But behind any shared photograph, of course, is a victim of gun violence — a victim whose surviving loved ones wish to remember as anything but. “These are real people and real loved ones who are sitting with trauma,” says Christian Heyne, the vice president of policy at Brady, a gun violence prevention group. “It’s hard because there’s no way in this day and age to fully protect the image, privacy, or memory of a loved one.” The requests are well-meaning, Heyne says, but ultimately a question of “the agency of survivors to tell their own story and control their own story.”
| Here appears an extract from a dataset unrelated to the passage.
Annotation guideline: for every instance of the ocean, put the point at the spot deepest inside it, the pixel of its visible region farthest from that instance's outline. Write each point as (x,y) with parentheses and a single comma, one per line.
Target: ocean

There’s also a question of whether sharing these images would have any discernible effect, beyond causing more trauma to people who’ve suffered too much of it. Activists crave a “tragedy-to-triumph” narrative, Márquez-Greene says, one that draws a straight line from sharing gutting images to a slate of stricter federal gun laws. It’s a desire for these tragedies to be more than just tragedies, because the alternative is simply too difficult to accept. But if Republicans are already lining up to oppose gun safety proposals after 19 elementary school students were murdered a week ago — just as they did to block those proposals after 20 elementary school students a decade ago — why would anyone expect photos of the killings to make the difference?

“Our ask in these moments should not be of those most wounded, they should be of those most powerful,” she explains, “and we’re asking those most wounded to do more work because we feel desperate, we feel scared.”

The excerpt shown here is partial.